Именно тогда миссис Ричардсон отбыла вместе с мужем в Токио. Я почти месяц не видел Хуана. Работал в Женеве и Брюсселе и несколько раз звонил ему то в Лондон, то в Ньюмаркет. Но ни там, ни там телефон не отвечал. Не получал я никаких известий и от скверной девчонки. Когда я вернулся в Лондон, соседка по Эрлз-Корт колумбийка Марина сообщила, что Хуана несколько дней назад положили в Вестминстерскую больницу, в инфекционное отделение, где он проходит полное обследование. Я отправился его навестить. Хуан страшно похудел, отпустил бороду, лежал под горой одеял и был в отвратительном настроении, потому что «некудышные лекари все никак не могут поставить диагноз». Сперва сказали, что у него генитальный герпес с осложнениями, потом — что речь идет о какой-то разновидности саркомы. Теперь и вовсе несут несусветную чушь. Когда он увидел меня рядом со своей постелью, у него счастливо заблестели глаза.
— Я чувствую себя одиноким, как собака, брат, — признался он. — Ты не представляешь, до чего я рад тебя видеть. Вдруг понял, что, хотя у меня здесь миллион знакомых гринго, ты единственный друг. Настоящий друг, по перуанскому счету. Такая дружба — она часть тебя, вот что я хочу сказать. А здешняя дружба — очень поверхностная, честно. У англичан нет времени на дружбу.
Миссис Стабард несколько месяцев назад покинула Сент-Джонз-вуд. Здоровье ее пошатнулось, и она решила переехать в дом престарелых в Суффолк. Ей только однажды удалось выбраться и навестить Хуана, но и это оказалось непосильным для нее делом — больше он ее не видел. «У бедняги сильно болит спина, то, что она доехала сюда, настоящий подвиг». Хуан стал совсем другим человеком, болезнь лишила его оптимизма, уверенности в себе и поселила в душе страх.

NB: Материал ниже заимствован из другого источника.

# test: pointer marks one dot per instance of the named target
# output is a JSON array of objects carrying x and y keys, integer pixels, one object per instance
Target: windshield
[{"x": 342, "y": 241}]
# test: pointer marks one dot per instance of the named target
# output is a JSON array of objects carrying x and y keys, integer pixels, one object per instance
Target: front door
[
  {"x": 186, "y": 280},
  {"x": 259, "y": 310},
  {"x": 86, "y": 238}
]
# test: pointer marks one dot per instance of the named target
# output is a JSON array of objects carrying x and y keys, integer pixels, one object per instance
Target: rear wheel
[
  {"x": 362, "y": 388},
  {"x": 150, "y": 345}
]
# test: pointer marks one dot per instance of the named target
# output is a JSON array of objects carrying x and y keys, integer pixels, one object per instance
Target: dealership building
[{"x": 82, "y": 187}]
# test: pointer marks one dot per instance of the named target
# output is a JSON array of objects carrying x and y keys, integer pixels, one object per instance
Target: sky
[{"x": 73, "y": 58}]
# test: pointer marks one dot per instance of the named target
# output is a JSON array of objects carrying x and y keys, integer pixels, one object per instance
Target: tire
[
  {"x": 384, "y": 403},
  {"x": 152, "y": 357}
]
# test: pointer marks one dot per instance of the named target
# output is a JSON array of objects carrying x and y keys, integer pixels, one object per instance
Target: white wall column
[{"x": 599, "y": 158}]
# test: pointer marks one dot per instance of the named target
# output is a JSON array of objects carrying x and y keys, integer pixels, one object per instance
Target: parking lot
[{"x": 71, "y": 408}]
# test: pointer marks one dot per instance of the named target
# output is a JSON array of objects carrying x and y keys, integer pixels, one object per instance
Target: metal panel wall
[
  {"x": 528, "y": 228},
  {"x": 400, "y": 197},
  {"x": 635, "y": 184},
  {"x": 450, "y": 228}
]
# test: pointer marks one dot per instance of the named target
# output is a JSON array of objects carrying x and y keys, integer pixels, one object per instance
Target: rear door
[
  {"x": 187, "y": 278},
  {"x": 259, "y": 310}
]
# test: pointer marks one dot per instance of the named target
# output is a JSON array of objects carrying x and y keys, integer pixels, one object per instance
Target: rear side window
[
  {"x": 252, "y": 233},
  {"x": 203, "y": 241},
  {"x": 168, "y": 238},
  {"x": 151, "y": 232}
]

— Я умираю, а отчего — неизвестно, — сказал он глухим голосом, когда я пришел к нему во второй или третий раз — И знаешь, я не думаю, что они что-то от меня скрывают, чтобы не пугать, нет, здесь врачи всегда говорят правду, даже самую страшную. Просто они и сами не понимают, что со мной.
Обследования не показывали ничего определенного, и врачи вдруг заговорили о каком-то неведомом и неуловимом вирусе, который поражает иммунную систему. Вот почему к Хуану цеплялась любая инфекция. Он совсем ослаб, глаза провалились, кожа стала серо-голубой, кости выступали наружу. Он все время подносил руки к лицу, словно проверял, здесь ли оно еще. Я просиживал у него от звонка до звонка часы, отведенные для посещений. Он таял на глазах, а отчаяние его росло. Однажды он попросил меня привести в палату католического священника — захотел исповедаться. Задача оказалась не из легких. Приходской священник из Бромптонской молельни,[71]к которому я обратился, ответил, что не имеет возможности ходить по больницам. Правда, дал телефон доминиканского монастыря — там такого рода услуги предоставляют. Звонком дело не обошлось, и я поехал в монастырь договариваться. К Хуану явился священник-ирландец, рыжий и симпатичный, с которым мой друг долго беседовал. Доминиканец навещал его еще два-три раза. Такие беседы на несколько дней успокаивали Хуана. И в результате он принял очень важное решение: написать своим родителям, с которыми вот уже десять лет не поддерживал никаких отношений.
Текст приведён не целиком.